The best protection is wire mesh placed over the front of the bee hotel. About 1/8 inch from the tunnels should be enough to prevent most birds and animals from reaching the nests.
Bee hotel protected against birds using wire mesh - Image Credit: Anterovium via Envato Elements
Monitor your bee hotel at different times of the day to see if predators can get the nests. Especially in the mornings and early evening when birds are most active.
If everything goes to plan, you should only need to clean your bee hotel once a year.
Using emergence boxes is a great way to increase the survival of the hatching brood. An emergence box can be made using any sealable container (like a plastic bin) with a 3/8-inch hole for bees to exit.
In late winter or early spring, remove the stems and woodblocks from your existing bee hotel and place them in the emergence box for the broods to hatch safely.
Replenish the bee hotel with fresh stems, blocks, and other materials. Place the replenished bee hotel outside the emergence box so when the bees exit, they have a clean, sanitized nest to move into.
Once all the bees have vacated the old nest, you can clean and prepare the materials for the following year. If you are using wood or other organic materials, you may need to dispose of the old nest. Parasites might be living inside the pores, making it difficult to disinfect.
As I'm sure you may have noticed, building a bee hotel is not as straight forward as throwing some materials together. It may seem like a lot of work, but it's really very simple.

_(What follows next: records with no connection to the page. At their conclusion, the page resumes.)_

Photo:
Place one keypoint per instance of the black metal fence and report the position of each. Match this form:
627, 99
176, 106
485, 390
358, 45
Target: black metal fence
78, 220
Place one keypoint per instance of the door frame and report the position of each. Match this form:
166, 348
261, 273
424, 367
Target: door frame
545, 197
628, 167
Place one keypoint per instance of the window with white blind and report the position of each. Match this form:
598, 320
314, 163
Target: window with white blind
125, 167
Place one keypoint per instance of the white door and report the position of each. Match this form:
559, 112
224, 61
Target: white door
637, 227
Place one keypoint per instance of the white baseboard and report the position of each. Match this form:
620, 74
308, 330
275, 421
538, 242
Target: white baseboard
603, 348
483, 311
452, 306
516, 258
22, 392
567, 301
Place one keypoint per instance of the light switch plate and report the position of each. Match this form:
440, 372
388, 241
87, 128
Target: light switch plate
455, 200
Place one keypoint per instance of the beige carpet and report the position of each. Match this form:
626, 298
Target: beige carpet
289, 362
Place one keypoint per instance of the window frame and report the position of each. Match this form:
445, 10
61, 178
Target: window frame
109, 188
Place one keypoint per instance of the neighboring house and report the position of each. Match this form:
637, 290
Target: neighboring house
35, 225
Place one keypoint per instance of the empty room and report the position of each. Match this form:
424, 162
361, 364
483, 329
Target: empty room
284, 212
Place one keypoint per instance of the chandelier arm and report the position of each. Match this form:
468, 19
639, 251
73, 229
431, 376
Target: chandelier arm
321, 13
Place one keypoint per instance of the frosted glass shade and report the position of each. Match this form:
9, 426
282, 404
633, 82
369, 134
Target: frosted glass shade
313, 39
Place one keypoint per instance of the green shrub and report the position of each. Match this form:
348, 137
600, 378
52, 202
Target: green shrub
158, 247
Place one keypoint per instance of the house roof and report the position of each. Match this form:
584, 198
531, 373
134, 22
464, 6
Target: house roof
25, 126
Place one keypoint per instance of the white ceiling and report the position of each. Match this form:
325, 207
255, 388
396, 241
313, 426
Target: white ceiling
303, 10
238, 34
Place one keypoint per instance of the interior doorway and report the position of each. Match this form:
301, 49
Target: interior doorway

Bee hotels just need to be checked on from time to time with some small annual maintenance. If you're a DIYer, building a bee hotel will be easy and a lot of fun.
This is a fantastic opportunity to upcycle and use what's lying around rather than going buying new materials. If you don't have anything at home, search your neighborhood, or ask friends and neighbors for any materials they might want to get rid of.